Taking place shortly after 4pm on Monday, the flash, followed by an explosive clap of thunder, was so loud and powerful that it caused widespread damage across Brodick and was heard from as far away as Maidens on the Ayrshire coast more than 30 miles away.

The intensity of the strike and thunder, which many have described as the loudest they have ever heard, knocked out routers and cordless telephones, and even blew telephone sockets off the walls. It even set off car alarms along Brodick shorefront.


Owing to the ferocity and the short time elapse between the lightning and the thunder, many believed their own homes and offices had been hit. However, the actual strike site was at the entrance to Corriegills just outside Carrick Lodge.

Grace Small, aged 92, was busy cutting cake in her kitchen when the bolt made contact with the earth just metres from her house at Tigh Grianach.

The force of the blast shattered the inside pane of her double-glazed livingroom window and had the force to bend her kitchen light fitting, narrowly missing Grace herself.

She told the Banner: ‘It sounded like an explosion, the loudest I have ever heard in all my days. My immediate thought was what on earth was that, was it a divine reprimand for indulging in some cake? At 92, I don’t get frightened easily but I was startled by the very loud noise.

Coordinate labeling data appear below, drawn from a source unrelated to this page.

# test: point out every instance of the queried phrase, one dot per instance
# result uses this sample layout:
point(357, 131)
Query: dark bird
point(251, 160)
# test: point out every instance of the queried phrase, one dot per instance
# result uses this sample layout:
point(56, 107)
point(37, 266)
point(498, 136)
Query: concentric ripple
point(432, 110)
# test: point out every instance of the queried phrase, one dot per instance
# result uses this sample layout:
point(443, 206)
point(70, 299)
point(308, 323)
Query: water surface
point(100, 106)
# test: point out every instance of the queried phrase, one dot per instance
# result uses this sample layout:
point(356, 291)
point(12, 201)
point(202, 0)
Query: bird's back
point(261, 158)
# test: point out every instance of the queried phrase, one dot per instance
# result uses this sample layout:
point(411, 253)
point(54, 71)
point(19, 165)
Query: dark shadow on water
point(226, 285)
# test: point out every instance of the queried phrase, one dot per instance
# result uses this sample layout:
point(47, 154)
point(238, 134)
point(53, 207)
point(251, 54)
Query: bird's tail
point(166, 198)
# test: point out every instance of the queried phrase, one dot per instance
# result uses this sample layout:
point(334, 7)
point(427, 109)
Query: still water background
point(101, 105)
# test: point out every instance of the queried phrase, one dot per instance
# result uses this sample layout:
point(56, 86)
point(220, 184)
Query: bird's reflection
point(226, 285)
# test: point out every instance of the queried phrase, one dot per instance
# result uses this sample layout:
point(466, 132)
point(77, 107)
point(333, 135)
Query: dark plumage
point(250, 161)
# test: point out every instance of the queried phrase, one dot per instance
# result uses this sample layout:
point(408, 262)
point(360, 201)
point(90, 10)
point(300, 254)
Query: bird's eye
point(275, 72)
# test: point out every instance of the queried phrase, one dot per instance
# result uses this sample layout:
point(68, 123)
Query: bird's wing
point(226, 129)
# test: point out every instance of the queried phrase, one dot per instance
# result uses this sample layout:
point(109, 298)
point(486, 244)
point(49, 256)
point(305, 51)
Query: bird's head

‘The light fitting in the kitchen was blown loose from the ceiling and when I went in to the livingroom, my front window had shattered. It is a double pane window and interestingly enough it was the inner pane that shattered.’

When Grace’s sons, Ian and Murray Small, went to check on their mum they discovered the site of the strike near to her front window. A forked gouge in the grass indicated the exact spot the lightning had struck and the nearby embankment which had been blown apart was testament to the power it discharged.

The glass covering of a nearby streetlight and the metal surroundings also exploded from the strike and the metal cover at the base had been ripped off from its fixtures.

Elsewhere across Brodick, residents and businesses were left without internet or telephone service and many businesses faced disruption which lasted until early on Wednesday morning.

Internet network provider Openreach received a number of reports of internet faults and sent specialists to the island to join local front-line engineers who were making urgent repairs to network equipment damaged by the lightning.

The CalMac port office in Brodick was also affected by the strike and subsequent outage and, for most of the day on Tuesday, they were unable to take card payments or make or amend bookings owing to a ‘technical issue’.

The island’s main supermarket, the Brodick Co-op, was also severely affected by the outage and for much of the day on Tuesday was unable to accept card payments. The lottery machines, the PayPoint machine and even the ATM was out of order.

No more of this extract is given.